I have a question when I analysis the microarray data collected from Affymetrix mouse transcriptome array. I have four groups
Control,Special Diet,Special Diet+Drug1,Special Diet+Drug2
When I use limma to ge DE genes, I tried to design the matrix in four ways.
1. 4 groups, Control,Special Diet,Special Diet+Drug1,Special Diet+Drug2
design1 <- model.matrix(~ 0+factor(c(1,1,1,2,2,2,3,3,3,4,4,4)))
contrast.matrix <- makeContrasts(SpecialDiet-Control, SpecialDietDrug1-Control, SpecialDietDrug2-Control, levels=design)
2. 3 groups, Control,Special Diet,Special Diet+Drug1
design2 <- model.matrix(~ 0+factor(c(1,1,1,2,2,2,3,3,3)))
contrast.matrix <- makeContrasts(SpecialDiet-Control, SpecialDietDrug1-Control, levels=design)
3. 3 groups, Control,Special Diet,Special Diet+Drug2
design3 <- model.matrix(~ 0+factor(c(1,1,1,2,2,2,3,3,3)))
contrast.matrix <- makeContrasts(SpecialDiet-Control, SpecialDietDrug2-Control, levels=design)
4. 2 groups Control,Special Diet
design4 <- model.matrix(~ 0+factor(c(1,1,1,2,2,2)))
contrast.matrix <- makeContrasts(SpecialDiet-Control, levels=design)
When I compared the results of those results, I found the DE genes between same compared groups are totally different.

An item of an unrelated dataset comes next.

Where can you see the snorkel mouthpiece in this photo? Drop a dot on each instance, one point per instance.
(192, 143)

For example, Special Diet vs Control. In design1, there are 102 genes. In design2, there are 163 genes. In design3, there are 128 genes. In design4, there are 160 genes.
Why? How can I design the design and contrast matrix for my experiments?
Please use the 'Add Comment' button to respond to a post. Anyway, if it's just a change in the number of DE genes, I wouldn't worry about it, the numbers involved are quite small. Also, you shouldn't split the data set into two groups - even though you could have done the two drug treatments in separate experiments, the fact is that you actually did them in a single experiment, so it makes sense to analyze all of the data as that from a single experiment. Remember, you get more accuracy when you have more samples to estimate the variance, so if you generated the samples at the same time, with the same cell type and on the same platform, you should be analyzing it all together to exploit this improved accuracy.
Understand! Thanks so much for you help.